Sytuacja przedsiębiorstw stale się poprawia: firmy planują wzrost produkcji i chcą zatrudniać nowych pracowników. Nadal jednak ich głównym problemem pozostaje niski popyt – wynika z najnowszego badania koniunktury przygotowanego przez NBP.
Instytut Ekonomiczny NBP co kwartał przeprowadza cykliczne badania koniunktury wysyłając ankiety do przedsiębiorstw z całej Polski. W najnowszej ankiecie z marca br. uczestniczyły 1023 firmy. Z udzielonych przez nie odpowiedzi wynika, że na początku 2010 roku przedsiębiorstwa odnotowały dalszą poprawę swojej sytuacji, ale wciąż są bariery, które utrudniają im rozwój.
Te bariery to przede wszystkim niski popyt oraz wahania kursu walutowego i silna konkurencja. Przedsiębiorstwa wskazały, że niski popyt przeszkadza głównie firmom z sektora przetwórstwa przemysłowego. Nieco więcej firm niż przed kwartałem uznało też, że barierą mogącą w przyszłości zagrozić ich działalności jest kurs walutowy, zarówno jego poziom jak i wahania.
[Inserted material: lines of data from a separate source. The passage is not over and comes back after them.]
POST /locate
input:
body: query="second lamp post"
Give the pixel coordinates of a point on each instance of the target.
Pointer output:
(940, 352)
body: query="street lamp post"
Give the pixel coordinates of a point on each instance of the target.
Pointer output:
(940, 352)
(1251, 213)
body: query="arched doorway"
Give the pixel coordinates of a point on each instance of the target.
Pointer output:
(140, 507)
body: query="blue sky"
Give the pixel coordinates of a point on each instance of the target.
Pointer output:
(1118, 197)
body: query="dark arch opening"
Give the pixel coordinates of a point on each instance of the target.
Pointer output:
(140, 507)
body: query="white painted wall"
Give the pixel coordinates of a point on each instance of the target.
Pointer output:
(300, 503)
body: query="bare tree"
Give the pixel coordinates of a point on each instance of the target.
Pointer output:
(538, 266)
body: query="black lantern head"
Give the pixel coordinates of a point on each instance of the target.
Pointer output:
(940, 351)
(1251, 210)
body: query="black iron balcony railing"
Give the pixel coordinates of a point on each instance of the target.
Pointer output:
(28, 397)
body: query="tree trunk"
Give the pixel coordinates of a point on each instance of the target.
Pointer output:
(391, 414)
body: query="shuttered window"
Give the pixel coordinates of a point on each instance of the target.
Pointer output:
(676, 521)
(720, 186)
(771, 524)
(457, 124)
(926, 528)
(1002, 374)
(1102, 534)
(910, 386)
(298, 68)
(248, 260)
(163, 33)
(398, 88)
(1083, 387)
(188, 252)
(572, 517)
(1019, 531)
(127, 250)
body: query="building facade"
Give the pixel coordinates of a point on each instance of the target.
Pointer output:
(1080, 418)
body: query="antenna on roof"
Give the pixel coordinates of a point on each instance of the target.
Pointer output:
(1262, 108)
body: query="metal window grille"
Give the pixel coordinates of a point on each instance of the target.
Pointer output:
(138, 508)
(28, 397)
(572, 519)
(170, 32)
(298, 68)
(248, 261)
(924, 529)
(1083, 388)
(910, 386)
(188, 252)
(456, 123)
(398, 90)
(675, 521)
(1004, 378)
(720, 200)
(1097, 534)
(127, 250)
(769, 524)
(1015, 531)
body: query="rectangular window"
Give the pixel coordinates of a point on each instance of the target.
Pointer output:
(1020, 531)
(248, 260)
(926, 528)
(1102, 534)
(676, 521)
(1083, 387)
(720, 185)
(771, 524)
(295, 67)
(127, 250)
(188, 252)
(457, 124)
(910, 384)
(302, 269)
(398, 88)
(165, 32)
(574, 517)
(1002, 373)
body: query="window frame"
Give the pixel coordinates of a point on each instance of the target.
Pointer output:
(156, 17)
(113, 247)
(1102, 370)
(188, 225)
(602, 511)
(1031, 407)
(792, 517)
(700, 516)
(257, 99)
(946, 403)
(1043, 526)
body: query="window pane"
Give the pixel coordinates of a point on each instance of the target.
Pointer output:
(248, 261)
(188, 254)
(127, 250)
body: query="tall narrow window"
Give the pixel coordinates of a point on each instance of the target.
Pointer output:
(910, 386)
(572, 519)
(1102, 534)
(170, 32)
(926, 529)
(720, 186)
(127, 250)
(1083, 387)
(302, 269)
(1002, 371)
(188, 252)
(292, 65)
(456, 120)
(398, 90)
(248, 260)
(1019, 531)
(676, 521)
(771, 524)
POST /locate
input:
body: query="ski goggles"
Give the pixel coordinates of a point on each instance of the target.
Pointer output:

Niemniej, pomimo umocnienia złotego w stosunku do euro, opłacalność eksportu w badanym okresie pozostała na relatywnie wysokim poziomie.
Odczuwana przez przedsiębiorstwa poprawa koniunktury na rynku przełożyła się na ich plany dotyczące zatrudnienia. Najnowsze badanie pokazało, że firmy coraz rzadziej planują zwolnienia i coraz częściej zamierzają zwiększać liczbę pracowników. Niemniej – zastrzegają autorzy badania – w II kwartale br. zatrudnienie w całym sektorze może jeszcze wyraźnie się nie zwiększać. Wraz z planami dotyczącymi wzrostu zatrudnienia wzrósł odsetek przedsiębiorstw planujących podwyższać wynagrodzenia. Przy czym w II kwartale podwyżki zamierzają przeprowadzić raczej duże przedsiębiorstwa, niż te z sektora małych i średnich.
Mimo poprawy koniunktury przedsiębiorstwa nie zamierzają jednak zwiększać inwestycji. Niemniej ekonomiści NBP zwracają uwagę, że pozytywnie należy ocenić rosnącą liczbę firm, które kontynuują rozpoczęte wcześniej projekty. „Zamiar rezygnacji z dokończenia inwestycji jest obecnie zjawiskiem równie rzadkim, jak przed wybuchem kryzysu finansowego” – napisali autorzy opracowania.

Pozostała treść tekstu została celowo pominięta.